As soon as you have more than 1 simple job, you have to manage your dependencies. In this article (part 1 of a series of articles about ETL Dependencies Management) I’ll first list some of the characteristics I’m looking for in an ideal dependency management system. I will then have a look at some of the possibilities offered by SAP Data Services 4. In part 2 (my next post), I will propose the architecture of a possible dependency management system. In part 3, I will go into the details of the implementation in Data Services. I’ll finish with part 4 by telling you about how the implementation went, and if some improvements are possible.
The ideal dependency management system
In this post I will use the word “process” to design a series of ETL operations that have a meaning together. Example: extract a source table, create a dimension, or update a fact table. The objective here is to manage the dependencies between the processes: updating a fact table should probably only be allowed if updating the corresponding dimensions was successful.
A dependency management system should ideally have at least the following characteristics:
- Run a process only if its prerequisites ran correctly
- After a failure, offer the option to re-run all the processes or only the processes which failed
- Trace the outcome of each process (ran successfully, failed, did not run)
- Run dependent processes dynamically (rather than statically, i.e. based on date/time)
Let’s enumerate some of the possibilities offered by Data Services, with their respective pros and cons.
1) One job with all processes inside. This is very easy to implement, dynamic in terms of run times, but it doesn’t allow for concurrent runs. Most importantly, it means that failures have to be managed so that the failure of one process does not stop the whole job.
2) One process per job, with jobs scheduled at specific times. This is very easy to implement, allows concurrent runs, but is not dynamic enough. If the process durations increase with the months/years, jobs may overlap.
3) One main job calling other jobs (for example with execution commands or Web Services).
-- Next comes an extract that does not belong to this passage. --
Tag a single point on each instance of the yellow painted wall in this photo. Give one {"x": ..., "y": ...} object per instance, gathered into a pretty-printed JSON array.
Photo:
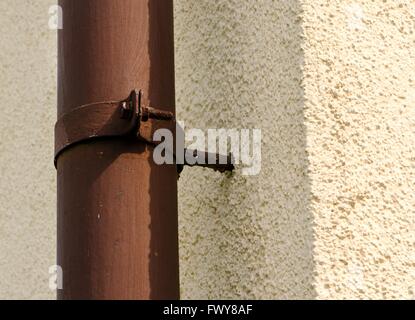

4) One process per job, all the jobs being scheduled at specific times, but checking in a control table if the pre-requisites ran fine. Otherwise they just sleep for some time before checking again.
5) Use the BOE Scheduler to manage jobs based on events (how-to is well described on the SCN). I’ve not tested it yet, but I like this approach.
By default, the first two possibilities only manage the “flow” side of the dependency management (after A, do B). But they do not manage the conditional side of the dependency management (do B only if A was successful). In both cases, a control table updated by SQL scripts would allow the ETL to check if the prerequisite processes have been run correctly.
What I don’t really like in the solutions 2 to 5 is the fact that it’s difficult to have an overview of what’s going on. You cannot really navigate within the whole ETL easily. The solution 1 gives you this overview, but at the cost of having a potentially huge job (without the possibility of processes running concurrently).
Also note that the solutions with multiple jobs will need to manage the initialization of the global variables.
What I miss in all these solutions is an optimal re-start of the ETL. If 10 of my 50 processes failed, and I want to restart these 10 only, do I really have to start them manually?
In my next blog post I’ll propose an architecture that addresses this optimal restart.
Until then, please let me know your thoughts about how you manage your ETL dependencies. Any of the 5 solutions mentioned before? A mix? Something else? And how well does it work for you.